Originally it was intended for the tomb of Pope Julius II in St. Peter's Basilica, but after the pope's death it was placed in the minor church of San Pietro in Vincoli on the Esquiline in Rome.

The statue depicts Moses with horns on his head. This is believed to be because of the mistranslation of Template:Bibleverse by St Jerome. Moses is actually described as having "rays of light" coming from his head, which Jerome in the Vulgate had translated as "horns". See Halo.

The tomb of Julius II, a colossal structure that would have given Michelangelo the room he needed for his superhuman, tragic beings, became one of the great disappointments of Michelangelo's life when the pope, for unexplained reasons, interrupted the commission, possibly because funds had to be diverted for Bramante's rebuilding of St. Peter's. The original project called for a freestanding, two-story structure with some twenty-eight statues. After the pope's death in 1513, the scale of the project was reduced step by step until, in 1542, a final contract specified a simple wall tomb with fewer than one-third of the originally planned figures.

The spirit of the tomb may be summed up in the figure of Moses, which was completed during one of the sporadic resumptions of the work in 1513. Meant to be seen from below, and balanced with seven other massive forms related in spirit to it, the Moses now, in its comparatively paltry setting, can hardly have its full impact. The leader of Israel is shown seated, the tables of the Law under one arm, his other hand gripping the coils of his beard. We may imagine him pausing after the ecstasy of receiving the Law on Mount Sinai, while, in the valley below, the people of Israel give themselves up once more to idolatry. Here again, Michelangelo uses the turned head, which concentrates the expression of awful wrath that now begins to stir on the mighty frame and eyes.
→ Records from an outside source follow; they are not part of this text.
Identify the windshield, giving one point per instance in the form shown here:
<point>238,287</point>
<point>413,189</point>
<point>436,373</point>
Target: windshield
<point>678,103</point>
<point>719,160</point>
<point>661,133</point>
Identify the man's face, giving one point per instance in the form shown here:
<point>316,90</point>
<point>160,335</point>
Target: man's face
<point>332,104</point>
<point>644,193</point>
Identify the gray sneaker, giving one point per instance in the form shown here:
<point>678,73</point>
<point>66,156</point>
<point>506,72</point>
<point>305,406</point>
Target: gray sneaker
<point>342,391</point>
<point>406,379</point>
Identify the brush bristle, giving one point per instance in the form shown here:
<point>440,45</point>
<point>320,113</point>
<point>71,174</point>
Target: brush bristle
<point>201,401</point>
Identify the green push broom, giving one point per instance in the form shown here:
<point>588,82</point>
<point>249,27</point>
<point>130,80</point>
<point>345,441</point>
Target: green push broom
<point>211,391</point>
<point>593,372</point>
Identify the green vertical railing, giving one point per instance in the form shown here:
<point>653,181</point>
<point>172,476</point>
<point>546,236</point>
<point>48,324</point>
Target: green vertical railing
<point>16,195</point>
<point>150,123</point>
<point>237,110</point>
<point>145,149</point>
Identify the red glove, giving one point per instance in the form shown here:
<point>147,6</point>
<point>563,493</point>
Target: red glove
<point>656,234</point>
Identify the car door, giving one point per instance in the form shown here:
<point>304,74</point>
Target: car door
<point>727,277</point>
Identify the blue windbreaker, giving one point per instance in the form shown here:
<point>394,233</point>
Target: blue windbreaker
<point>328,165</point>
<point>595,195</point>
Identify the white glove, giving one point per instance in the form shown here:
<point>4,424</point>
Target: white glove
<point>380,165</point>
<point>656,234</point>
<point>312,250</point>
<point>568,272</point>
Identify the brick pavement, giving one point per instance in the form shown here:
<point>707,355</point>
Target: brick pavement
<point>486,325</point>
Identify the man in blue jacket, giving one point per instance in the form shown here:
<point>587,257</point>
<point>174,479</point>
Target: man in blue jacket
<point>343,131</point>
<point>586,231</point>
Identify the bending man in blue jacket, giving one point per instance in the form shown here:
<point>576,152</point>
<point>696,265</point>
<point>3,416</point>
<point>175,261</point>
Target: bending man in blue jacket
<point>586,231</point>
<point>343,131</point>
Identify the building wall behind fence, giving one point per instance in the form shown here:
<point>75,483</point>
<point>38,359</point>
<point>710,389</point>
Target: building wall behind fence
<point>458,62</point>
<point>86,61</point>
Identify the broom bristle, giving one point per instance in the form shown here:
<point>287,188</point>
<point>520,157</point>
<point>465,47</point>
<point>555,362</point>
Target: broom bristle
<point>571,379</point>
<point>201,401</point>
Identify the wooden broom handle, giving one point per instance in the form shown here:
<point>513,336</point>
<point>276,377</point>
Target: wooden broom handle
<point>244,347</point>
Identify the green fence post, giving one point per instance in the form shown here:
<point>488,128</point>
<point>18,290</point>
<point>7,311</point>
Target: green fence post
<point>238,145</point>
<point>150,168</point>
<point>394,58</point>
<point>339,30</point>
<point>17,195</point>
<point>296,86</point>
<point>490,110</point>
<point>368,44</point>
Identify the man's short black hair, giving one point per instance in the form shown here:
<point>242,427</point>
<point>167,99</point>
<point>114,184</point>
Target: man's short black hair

One must study the work closely to appreciate Michelangelo's sense of the relevance of each detail of body and drapery in forcing up the psychic temperature. The muscles bulge, the veins swell, the great legs begin slowly to move. If this titan ever rose to his feet, says one writer, the world would fly apart. The holy rage of Moses mounts to the bursting point, yet must be contained, for the free release of energies in action is forbidden forever to Michelangelo's passion-stricken beings.